The giants whirled around and spotted me racing toward them. They cursed, pulled guns from inside their trench coats, and snapped up the weapons.

Pfft! Pfft! Pfft!

I zigzagged, and the first round of bullets went wide. But when the giants paused to take more careful aim, I reached for my Stone magic and hardened my skin into an impenetrable shell.

Pfft! Pfft! Pfft!

The second round of bullets also went wide. The giants had come prepared, and the silencers on the ends of their weapons muffled the sounds of the shots. No lights snapped on inside the neighboring mansions. They wanted to keep this quiet? Well, so did I.

Pfft! Pfft! Pfft!

Two of the shots went wide again, but the third punched into my right shoulder, spinning me around. Still, thanks to my magic, it didn’t blast through me the way it otherwise would have. I skidded on the ice coating the street, but I managed to regain my balance and charge forward again.

Instead of heading toward the giants, I ran straight at the SUV. When I was in range, I leaped up onto the bumper, then the hood, then scrambled up onto the roof. Before the giants realized what I was doing, I raced forward and leaped off the vehicle’s roof, pushing off hard and trying to get as high in the air as possible. Lucky for me, they’d parked close to the curb and the narrow sidewalk. A second later, my hands hit the top of the wall that fronted the mansion, and I dug my boots into the slick stones so that I could pull myself up onto the ledge. Fedora wasn’t the only one who could do gymnastics.

I rolled off the top of the wall and dropped ten feet down to the other side, landing in a crouch. I palmed one of the silverstone knives tucked up my sleeves, surged to my feet, and darted forward across the lawn. The ice-crusted grass crunched like brittle bones under my boots.

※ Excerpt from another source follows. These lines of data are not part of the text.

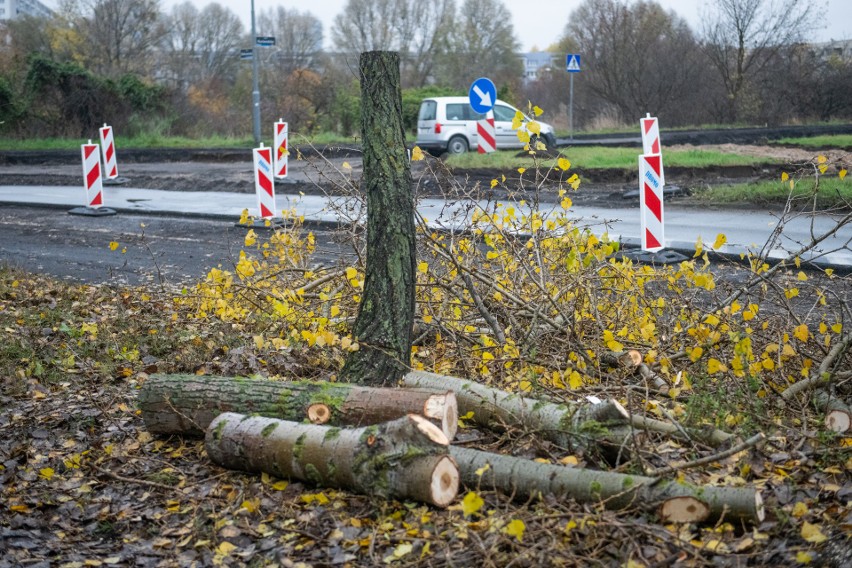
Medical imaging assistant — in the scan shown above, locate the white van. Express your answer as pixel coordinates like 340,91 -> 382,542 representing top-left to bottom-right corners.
415,97 -> 556,155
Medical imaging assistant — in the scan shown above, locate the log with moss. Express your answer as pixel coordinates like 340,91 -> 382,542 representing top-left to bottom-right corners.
139,375 -> 458,439
204,412 -> 459,507
402,371 -> 734,450
450,446 -> 764,523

The light spilling out from the office perfectly illuminated Fedora, who was fifty feet ahead of me and moving fast, her breath streaming out behind her in a trail of frosty vapor. She must have heard the disturbance out on the street because she picked up her pace, pulled a gun out of her trench coat, and shot through the lock on the patio doors with one smooth motion. A second later, she was inside the mansion.

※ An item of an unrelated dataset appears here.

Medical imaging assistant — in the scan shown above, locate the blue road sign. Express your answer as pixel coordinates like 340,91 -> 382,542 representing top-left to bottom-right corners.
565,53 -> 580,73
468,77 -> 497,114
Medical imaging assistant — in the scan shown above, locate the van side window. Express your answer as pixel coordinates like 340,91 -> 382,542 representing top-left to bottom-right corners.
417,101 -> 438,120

I focused all my energy on sprinting across the lawn, trying to get to the mansion, even though it was already too late.

Pfft! Pfft! Pfft!

Sure enough, gunfire flashed inside the office, as bright as the holiday lights had been earlier. Someone had just been shot.

A second later, Fedora stepped through the doors and out onto the stone patio. I squinted, but the office lights were behind her, and all I could see in the darkness was the pale glitter of her eyes above the black scarf wrapped around her face. She gave me a mocking salute with her gun before ducking back inside the mansion. Now that her mission was accomplished, no doubt she’d leave through one of the back doors and disappear into the woods. All without my even getting a good look at her face.

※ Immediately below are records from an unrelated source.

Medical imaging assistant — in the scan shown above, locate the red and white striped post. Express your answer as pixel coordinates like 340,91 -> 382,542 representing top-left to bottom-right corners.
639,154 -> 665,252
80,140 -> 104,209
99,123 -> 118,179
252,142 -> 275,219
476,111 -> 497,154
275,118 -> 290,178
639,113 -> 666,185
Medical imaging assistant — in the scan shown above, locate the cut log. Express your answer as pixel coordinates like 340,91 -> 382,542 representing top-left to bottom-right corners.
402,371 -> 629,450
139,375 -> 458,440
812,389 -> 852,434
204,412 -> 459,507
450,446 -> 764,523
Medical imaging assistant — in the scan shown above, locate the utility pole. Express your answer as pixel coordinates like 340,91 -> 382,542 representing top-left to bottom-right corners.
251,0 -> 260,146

I cursed. Even though I wanted to rush inside the mansion, I forced myself to slow down and approach the patio doors with caution, just in case she might be lying in wait to try to kill me too. I also grabbed hold of even more of my Stone power, hardening my skin as much as possible, on the off chance that she decided to blast me with bullets and elemental magic. As a final precaution, I reached out with my power, listening to all the emotional vibrations that had sunk into the stone walls of the mansion.

Harsh, shocked mutters echoed back to me, from the shots the woman had just fired. Alongside that was a high, whiny chorus of worry, fear, and paranoia. But there were no sly whispers or dark murmurs of evil intent that would have signaled that she was hiding in the office, ready to put a bullet in my head the second I stepped inside. Whoever the woman was, she was long gone.

Still, I was careful as I eased into the office, my knife still in my hand, my other hand up and lightly glowing with my Ice magic, ready to blast whoever might attack me.

But only one person was in the office: the man I’d been watching.

Jonah McAllister, my old nemesis, lay sprawled across the floor.